Currently the service is a part of the openvpn repo, but there is no
reason to keep it thus. In fact, once the interactive service is
available, in my view, it may not be even necessary to ship the original
service with the windows binary distribution. Only advanced users would
need the original service or its equivalent (openvpnserv2 or NSSM) usage
of which could be made available as documentation in the wiki pages.

This would be a novel idea. The service component has very few ties to OpenVPN, and is a very simple piece of software. I don't think it _needs_ to be in the main OpenVPN repo, either. Splitting the project into smaller chunks both code- and organization-vise has been beneficial in the past by allowing us to get more people onboard. Plus we've been able to optimize the development processes per subproject, so that the strict patch review regime in the main project has not slowed down the development of less critical components.

I have no idea how large a percentage of our users use the service. Probably the only way to _really_ find that out would be to deselect the service in the installer by default and see how loudly people scream. We could have a poll, but in my experience only a few people would answer, and we wouldn't be any better off. If most people would be basically ok without the service, we could still provide it as a separate download on the official download pages. That said, I have no strong opinions one way or the other.

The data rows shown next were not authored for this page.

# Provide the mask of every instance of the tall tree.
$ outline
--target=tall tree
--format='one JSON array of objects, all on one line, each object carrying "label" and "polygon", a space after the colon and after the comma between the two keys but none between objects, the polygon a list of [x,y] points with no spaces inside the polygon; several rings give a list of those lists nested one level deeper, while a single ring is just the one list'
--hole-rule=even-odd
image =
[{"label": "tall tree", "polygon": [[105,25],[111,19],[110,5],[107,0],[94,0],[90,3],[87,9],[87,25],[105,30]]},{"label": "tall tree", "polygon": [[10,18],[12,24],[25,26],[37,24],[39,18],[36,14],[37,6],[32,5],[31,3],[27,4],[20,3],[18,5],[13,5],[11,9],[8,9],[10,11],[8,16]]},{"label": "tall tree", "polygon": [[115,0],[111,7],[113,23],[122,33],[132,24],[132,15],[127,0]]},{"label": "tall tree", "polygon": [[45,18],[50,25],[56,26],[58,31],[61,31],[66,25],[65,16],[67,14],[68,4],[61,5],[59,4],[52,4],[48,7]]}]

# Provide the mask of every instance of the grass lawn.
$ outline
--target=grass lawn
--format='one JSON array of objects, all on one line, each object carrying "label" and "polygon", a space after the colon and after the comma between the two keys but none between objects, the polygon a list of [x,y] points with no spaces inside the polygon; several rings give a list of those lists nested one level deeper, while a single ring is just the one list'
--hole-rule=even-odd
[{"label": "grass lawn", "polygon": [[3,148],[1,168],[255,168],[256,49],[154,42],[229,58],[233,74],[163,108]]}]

    Given that services run with maximum privileges, strong review is as
    important there as for core openvpn...

    If the only reason why everyone is disliking the old openvpnserv is
    "it is not restarting openvpn.exe when it breaks" - *that* should be
    fairly easy to add.  So, what is that people consider "broken"?

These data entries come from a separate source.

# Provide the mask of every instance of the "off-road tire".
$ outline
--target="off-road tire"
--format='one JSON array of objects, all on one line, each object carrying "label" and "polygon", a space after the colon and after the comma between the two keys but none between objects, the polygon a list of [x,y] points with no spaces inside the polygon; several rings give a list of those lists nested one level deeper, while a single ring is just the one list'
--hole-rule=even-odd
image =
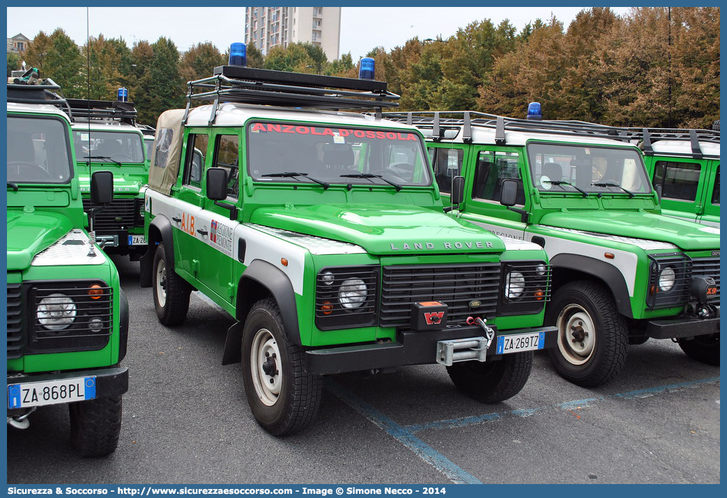
[{"label": "off-road tire", "polygon": [[699,335],[694,339],[678,339],[686,356],[708,365],[720,366],[720,335]]},{"label": "off-road tire", "polygon": [[[548,303],[545,321],[558,327],[558,345],[548,354],[563,378],[583,387],[595,387],[613,379],[623,368],[628,326],[603,285],[587,280],[566,284]],[[587,333],[582,342],[576,342],[574,332]],[[564,343],[566,340],[570,343]]]},{"label": "off-road tire", "polygon": [[465,395],[481,403],[498,403],[521,391],[532,367],[533,352],[524,351],[494,362],[455,363],[447,367],[447,373]]},{"label": "off-road tire", "polygon": [[[268,360],[261,359],[272,356],[265,352],[279,353],[271,364],[277,373],[270,376],[262,372]],[[243,329],[242,380],[252,415],[273,436],[302,430],[318,412],[323,383],[320,376],[305,371],[305,354],[286,335],[274,301],[263,299],[253,305]]]},{"label": "off-road tire", "polygon": [[81,457],[113,453],[121,429],[121,396],[98,398],[68,404],[71,443]]},{"label": "off-road tire", "polygon": [[[164,244],[159,244],[154,253],[152,272],[152,293],[159,322],[167,327],[184,323],[189,309],[189,295],[192,287],[169,268]],[[163,290],[162,287],[166,290]]]}]

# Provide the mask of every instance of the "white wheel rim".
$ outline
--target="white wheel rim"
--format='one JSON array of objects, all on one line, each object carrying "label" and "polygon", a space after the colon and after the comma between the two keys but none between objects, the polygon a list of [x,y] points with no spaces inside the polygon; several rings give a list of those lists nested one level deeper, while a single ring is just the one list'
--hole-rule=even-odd
[{"label": "white wheel rim", "polygon": [[252,340],[250,370],[257,397],[265,406],[272,407],[280,396],[283,370],[278,343],[268,329],[258,330]]},{"label": "white wheel rim", "polygon": [[156,301],[162,308],[166,304],[166,265],[163,259],[156,264]]},{"label": "white wheel rim", "polygon": [[593,319],[577,304],[569,304],[558,317],[558,347],[574,365],[582,365],[593,356],[596,330]]}]

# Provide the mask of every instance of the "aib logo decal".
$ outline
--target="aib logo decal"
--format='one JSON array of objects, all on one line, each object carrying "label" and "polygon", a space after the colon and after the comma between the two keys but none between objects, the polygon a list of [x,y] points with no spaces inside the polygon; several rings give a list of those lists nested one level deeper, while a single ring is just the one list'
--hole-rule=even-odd
[{"label": "aib logo decal", "polygon": [[427,321],[427,325],[438,325],[444,318],[444,311],[432,311],[424,314],[424,319]]}]

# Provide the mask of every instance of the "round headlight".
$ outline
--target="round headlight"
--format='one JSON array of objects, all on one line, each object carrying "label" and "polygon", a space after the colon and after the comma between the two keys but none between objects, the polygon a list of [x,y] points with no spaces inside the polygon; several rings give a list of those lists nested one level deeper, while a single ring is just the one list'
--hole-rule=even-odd
[{"label": "round headlight", "polygon": [[54,293],[38,304],[38,322],[49,330],[63,330],[76,319],[76,303],[65,294]]},{"label": "round headlight", "polygon": [[674,273],[674,269],[671,266],[667,266],[659,274],[659,288],[662,292],[668,293],[673,289],[676,281],[676,274]]},{"label": "round headlight", "polygon": [[341,306],[348,309],[359,308],[366,301],[366,284],[361,279],[350,278],[343,282],[338,290],[338,299]]},{"label": "round headlight", "polygon": [[525,277],[520,272],[510,272],[505,282],[505,295],[508,299],[517,299],[525,290]]}]

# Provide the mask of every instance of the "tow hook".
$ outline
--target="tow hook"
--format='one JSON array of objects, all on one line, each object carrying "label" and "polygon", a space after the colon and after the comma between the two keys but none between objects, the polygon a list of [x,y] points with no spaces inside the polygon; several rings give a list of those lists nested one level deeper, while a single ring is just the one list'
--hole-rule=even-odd
[{"label": "tow hook", "polygon": [[7,417],[7,425],[11,427],[14,427],[16,429],[27,429],[31,426],[31,421],[28,420],[28,416],[36,411],[37,407],[33,407],[31,409],[28,410],[26,413],[22,415],[18,415],[17,417]]}]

Although it is called a service, it only works like a one time task or
an rc script. However, unlike a startup script, it does not terminate
after spawning openvpn.exe processes, giving it the appearance of a
service. It does not keep track of the spawned processes, has no way of
knowing any of the processes stopped or crashed, has no way of editing
one config and then restart only that connection leaving others up etc.

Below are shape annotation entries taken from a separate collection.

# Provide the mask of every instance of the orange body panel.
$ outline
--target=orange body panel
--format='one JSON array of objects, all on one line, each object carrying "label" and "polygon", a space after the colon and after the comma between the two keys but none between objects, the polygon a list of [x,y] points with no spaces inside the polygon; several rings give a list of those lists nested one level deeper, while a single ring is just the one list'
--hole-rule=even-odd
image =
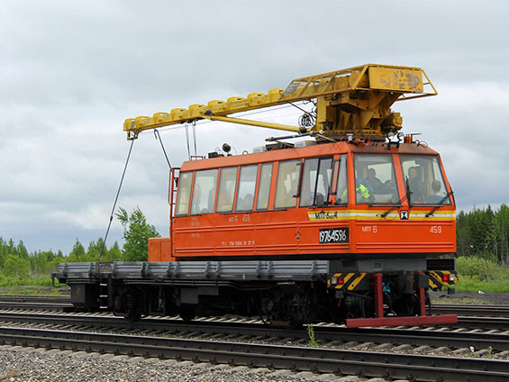
[{"label": "orange body panel", "polygon": [[[180,168],[180,174],[274,162],[268,210],[173,216],[172,205],[171,242],[169,239],[150,240],[150,261],[192,258],[259,259],[260,256],[275,258],[288,255],[302,259],[320,259],[323,256],[329,259],[368,255],[386,257],[402,253],[426,256],[456,250],[452,197],[449,205],[440,206],[432,215],[428,216],[426,214],[433,209],[432,205],[409,205],[404,197],[398,205],[356,204],[354,153],[392,155],[399,196],[404,196],[405,189],[399,155],[433,155],[438,158],[438,153],[432,150],[414,143],[402,143],[398,148],[389,150],[385,143],[358,146],[335,142],[186,162]],[[348,204],[298,207],[297,199],[297,207],[274,209],[278,161],[323,157],[336,159],[341,154],[347,155]],[[440,167],[444,187],[449,192],[450,188],[441,163]],[[215,187],[217,189],[218,186]],[[329,196],[329,200],[333,201],[332,196]],[[173,198],[171,204],[175,204]],[[342,241],[344,242],[320,242],[320,235],[328,234],[323,232],[329,230],[330,233],[338,234],[341,232],[334,230],[344,228],[348,228],[342,231],[343,234],[346,232],[348,235],[348,240]]]}]

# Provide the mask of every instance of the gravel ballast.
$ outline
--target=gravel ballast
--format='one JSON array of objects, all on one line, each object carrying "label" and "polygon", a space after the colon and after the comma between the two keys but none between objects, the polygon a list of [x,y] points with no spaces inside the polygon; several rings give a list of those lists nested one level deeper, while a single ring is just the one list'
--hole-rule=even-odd
[{"label": "gravel ballast", "polygon": [[[295,374],[289,370],[249,368],[191,361],[101,355],[57,350],[0,346],[0,382],[42,381],[182,381],[283,382],[359,381],[357,377]],[[349,379],[350,378],[350,379]]]}]

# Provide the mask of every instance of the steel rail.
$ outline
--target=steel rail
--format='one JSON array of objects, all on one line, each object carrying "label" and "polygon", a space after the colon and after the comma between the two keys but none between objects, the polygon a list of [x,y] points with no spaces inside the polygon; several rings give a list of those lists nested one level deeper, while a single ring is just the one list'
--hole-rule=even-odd
[{"label": "steel rail", "polygon": [[507,361],[0,327],[0,343],[419,381],[501,381]]},{"label": "steel rail", "polygon": [[433,305],[433,313],[457,314],[461,315],[476,315],[484,317],[509,317],[509,305]]},{"label": "steel rail", "polygon": [[[59,315],[36,314],[30,313],[0,313],[0,321],[29,323],[49,323],[55,325],[74,325],[77,327],[111,328],[154,331],[196,334],[248,335],[252,337],[274,339],[307,340],[308,334],[304,330],[288,330],[261,323],[225,323],[225,322],[194,322],[192,324],[180,320],[142,319],[137,323],[114,316],[96,315]],[[339,342],[376,342],[392,345],[411,344],[412,346],[436,346],[447,348],[470,348],[475,350],[488,349],[493,351],[509,350],[508,333],[486,333],[451,331],[423,331],[396,328],[362,328],[347,329],[315,325],[314,327],[317,341]]]}]

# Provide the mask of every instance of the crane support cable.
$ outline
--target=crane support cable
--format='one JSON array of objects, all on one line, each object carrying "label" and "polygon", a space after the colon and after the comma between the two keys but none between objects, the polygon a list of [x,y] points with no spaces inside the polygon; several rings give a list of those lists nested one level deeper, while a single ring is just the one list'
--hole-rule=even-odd
[{"label": "crane support cable", "polygon": [[122,184],[123,183],[123,177],[125,177],[125,171],[127,170],[127,165],[129,163],[129,159],[131,158],[131,152],[132,151],[132,145],[134,144],[134,141],[131,141],[131,146],[129,148],[129,153],[127,154],[127,159],[125,160],[125,166],[123,167],[123,171],[122,173],[122,177],[120,179],[120,185],[118,186],[118,190],[116,192],[115,201],[114,202],[114,207],[112,208],[112,214],[110,214],[110,222],[108,223],[108,228],[106,230],[106,234],[105,235],[105,240],[103,241],[103,246],[101,247],[101,253],[99,254],[99,259],[97,259],[97,267],[96,271],[99,272],[99,263],[101,262],[101,259],[103,258],[103,252],[105,251],[105,248],[106,246],[106,240],[108,239],[108,233],[110,232],[110,228],[112,226],[112,222],[114,220],[114,214],[116,207],[116,203],[118,202],[118,196],[120,196],[120,190],[122,189]]},{"label": "crane support cable", "polygon": [[162,140],[161,140],[161,136],[159,134],[159,132],[158,129],[154,130],[154,135],[156,137],[156,140],[159,140],[159,143],[161,144],[161,149],[162,149],[162,152],[164,153],[164,158],[166,158],[166,161],[168,163],[168,167],[169,168],[169,169],[171,169],[171,165],[169,164],[169,159],[168,159],[168,155],[166,153],[166,150],[164,149],[164,145],[162,144]]}]

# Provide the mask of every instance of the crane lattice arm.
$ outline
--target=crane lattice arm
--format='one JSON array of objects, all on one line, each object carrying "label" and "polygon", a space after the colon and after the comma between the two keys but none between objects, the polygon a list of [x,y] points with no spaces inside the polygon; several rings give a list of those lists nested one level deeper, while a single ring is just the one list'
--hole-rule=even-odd
[{"label": "crane lattice arm", "polygon": [[[426,82],[423,82],[425,77]],[[428,90],[425,90],[426,87]],[[136,139],[145,130],[199,119],[219,120],[241,124],[299,132],[297,126],[232,118],[230,114],[304,100],[316,100],[316,122],[311,130],[323,131],[332,139],[352,133],[359,137],[384,140],[389,132],[402,128],[399,113],[391,105],[399,100],[435,96],[437,91],[426,73],[419,68],[367,64],[294,79],[286,89],[275,88],[214,100],[206,105],[191,105],[153,116],[126,119],[123,130],[128,139]]]}]

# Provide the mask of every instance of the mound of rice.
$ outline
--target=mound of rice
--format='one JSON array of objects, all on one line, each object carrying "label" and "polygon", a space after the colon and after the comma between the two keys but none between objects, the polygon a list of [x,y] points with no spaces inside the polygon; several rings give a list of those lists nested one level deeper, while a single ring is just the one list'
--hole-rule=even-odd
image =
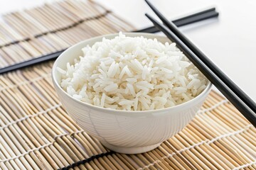
[{"label": "mound of rice", "polygon": [[148,110],[188,101],[207,79],[176,47],[122,33],[82,50],[67,64],[61,87],[73,98],[107,108]]}]

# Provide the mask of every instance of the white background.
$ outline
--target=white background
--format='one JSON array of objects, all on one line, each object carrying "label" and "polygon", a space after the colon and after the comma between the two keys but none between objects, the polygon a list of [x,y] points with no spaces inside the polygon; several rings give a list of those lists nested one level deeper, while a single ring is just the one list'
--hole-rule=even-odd
[{"label": "white background", "polygon": [[[152,13],[143,0],[97,0],[137,28],[150,26]],[[29,8],[53,0],[0,0],[0,13]],[[256,1],[151,0],[168,16],[176,18],[215,6],[218,19],[181,28],[226,74],[256,101]]]}]

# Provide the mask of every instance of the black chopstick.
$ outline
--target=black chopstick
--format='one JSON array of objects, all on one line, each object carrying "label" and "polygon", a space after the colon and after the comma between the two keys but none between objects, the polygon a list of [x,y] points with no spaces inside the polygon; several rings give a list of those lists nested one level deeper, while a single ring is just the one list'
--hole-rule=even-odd
[{"label": "black chopstick", "polygon": [[149,1],[145,0],[146,4],[167,26],[181,40],[195,53],[195,55],[210,68],[244,103],[248,106],[254,113],[256,113],[256,103],[240,88],[227,75],[225,74],[209,58],[206,57],[196,45],[194,45],[171,21],[154,7]]},{"label": "black chopstick", "polygon": [[146,14],[146,17],[161,30],[171,40],[177,44],[187,57],[196,67],[220,90],[220,91],[234,105],[234,106],[256,127],[256,114],[241,98],[240,98],[194,52],[186,46],[173,32],[152,17]]},{"label": "black chopstick", "polygon": [[[206,19],[215,18],[218,17],[218,15],[219,13],[215,11],[215,8],[210,8],[198,13],[193,13],[191,15],[186,16],[185,17],[182,17],[176,20],[174,20],[172,22],[177,27],[181,27]],[[159,31],[159,30],[153,26],[139,30],[135,30],[134,32],[155,33]]]},{"label": "black chopstick", "polygon": [[[215,8],[211,8],[198,13],[196,13],[192,15],[188,15],[187,16],[181,18],[178,20],[175,20],[175,23],[177,24],[177,26],[182,26],[185,25],[188,25],[192,23],[198,22],[202,20],[208,19],[213,17],[217,17],[218,16],[218,13],[217,13]],[[155,27],[149,27],[145,29],[136,30],[134,32],[140,32],[140,33],[155,33],[157,30]],[[63,50],[60,50],[55,52],[54,53],[48,54],[46,55],[43,55],[41,57],[34,58],[32,60],[29,60],[28,61],[25,61],[23,62],[19,62],[17,64],[14,64],[4,68],[0,69],[0,74],[6,73],[9,72],[11,72],[18,69],[24,68],[28,66],[32,66],[34,64],[41,64],[49,60],[53,60],[56,59],[65,49]]]}]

I believe openvpnserv2 - or rather the more generic MS code upon which it builds - can monitor the individual processes and restart them as necessary. So it definitely a more complete solution than what openvpnserv.exe provides.

Having said that, on the only windows 10 machine I have, the original
service works the same way as on Windows 7. Early reports of "not
working on windows 10" might have had more to do with unrelated TAP6 issues.

Quite likely. Also some issues seem to have been related to specific problematic Windows 10 builds.